Days on the Market (DOM)
It appears to me, that one of the common misperceptions about real estate that any offer to purchase property is subject to a response from the seller. The misperception is that because it is for sale, that the owner(s) should jump at any offer that comes along, and be ready to negotiate. In a previous blog, I indicated that sellers/owners should not overlook an offer, even if it is a low-balled offer (http://richfitusa.com/profiles/blogs/the-upside-of-a-low-balled-off...). I still believe that a seller should negotiate a low-balled offer, but I also understand that even for sellers, there is a cutoff point.
Professionally speaking, I believe that a property that is on the market should be negotiated, even if the offer is low, and regardless of how long a property has been on the market. Conversely, I don’t want to give the impression that because a property has been on the market for ions or for a long period of time, that it is a sitting duck for the lowest possible price a buyer can make. Nothing can be further from the truth.
To further deter this misconception about those who believe that a property is subject to be sold for a low price based on how long it has been on the market, I did a little (un)scientific research. I call it (un) because I have taken established information from the MLS (Multi-List Service) for Gulf South Real Estate Information Network http://www.nomar.org/about-gsrein and the New Orleans Metropolitan Association of Realtors (http://www.nomar.org to assist in my conclusion(s).
I extracted information based on the following criteria, consistent with what I have seen over the years. Mostly, that properties that have been on the market for an extended amount of time, rarely sell for less than 90-95% of the listed price. It’s not a definitive fact, but it is a point of reference regarding how properties sell. This does not take into account all economic market conditions, and your results may vary.
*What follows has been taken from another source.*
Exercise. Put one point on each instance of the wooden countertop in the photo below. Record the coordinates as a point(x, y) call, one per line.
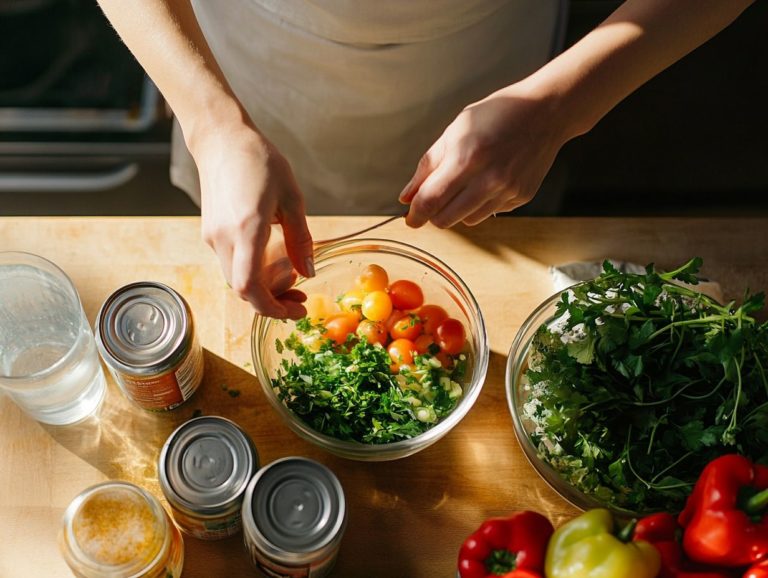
point(407, 518)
I took a recent snapshot of not only three quarters of sales activity here in the New Orleans area for 2012, but I also took a snapshot of all of 2011 in a select area of the New Orleans housing market. Here is what I learned, using the following criteria:
New Orleans Area (East Bank): Areas 59-79;
Bedrooms: 3 -4;
Full Baths: 2 or greater;
Approx Living area: 1500-2500 sq ft living;
Condition: Excellent and Very Good;
Days On the Market or DOM: 180 days or greater
For all of 2011, 76 properties had been on the market for over 180 days, averaging 302.7 days. In the 1st quarter of 2012 (13 properties), the average DOM of properties sold was 254.5 days; in the 2nd quarter of 2012 (23 properties), the average DOM of properties sold was 323.6 days, and as we are going into the 3rd quarter of 2012 (12 properties), the average DOM of properties sold is trending towards 244.3 days.
Continuing to focus only on the average DOM, it is important to understand that some of these properties may have been adjusted for in pricing, for whatever reason. That being said, the list price at the time of the sale is what we are comparing at this time. So, in looking at the snapshots above of listed verses sold price, we see a pattern of sales that indicate the properties selling more closely to the low to mid 90% range. For example:
For all of 2011 those properties that were on the market for more than 180 days, their average sales price was $195,050, (95% of list) but their average listed price was $205,165.70. As we check further into the beginning of 2012, the first quarter of sold properties that were listed for over 180 DOM, the average list price was $180,738.50, and sold for $169,452.50, or 93% of the listed price. The second quarter revealed a 94% listing to sales ratio with the average sales price being $234,887 to $250,330.40 average listed price.
Not missed in this backroom research, is the fact that property listed prices in the above stated criteria for single detached residences, appear to have had a bump in this the month of September, 2012. It is not conclusive of things to come, but deserves to be monitored for any signs of improvement. One possible indicator could be Hurricane Issac which occurred August 29, 2012. As we may recall, a number of homes that were not impacted by Hurricane Katrina in 2005, did go up in sales price in the Greater New Orleans area. But caution needs to be exercised before declaring that the same thing will happen as a result of Hurricane Issac.
With all of this said, how does one put together an offer on a property that has been on the market for more than 180 days? Well, as indicated by our title, one should make his or her best offer. Just because a property has been sitting on the market for an extended period of time, does not mean it is not of the value at which it is priced. A number of factors are constantly swirling around the Real Estate market nationally, and locally, and can affect the sale of a property once thought to have nowhere close to its sale price, and then rise to a value that is unmistakable, and well worth its sales price.
Factors that affect value, affect offering prices, obviously. But knowing why a property that has been on the market for an extended period of time is extremely important, so it requires doing some important homework.
That homework, when done sufficiently and perhaps, painstakingly well, will result in both purchaser and seller getting the best value for their money. But the offer has to be made with confidence in what the investment could potentially yield. We’ll talk next time about how properties have changed in value since Hurricane Katrina in the New Orleans area in our next report. In the meantime, consult with your Realtor on making your best offer for a property that you believe is a great investment. Make Your Best Offer.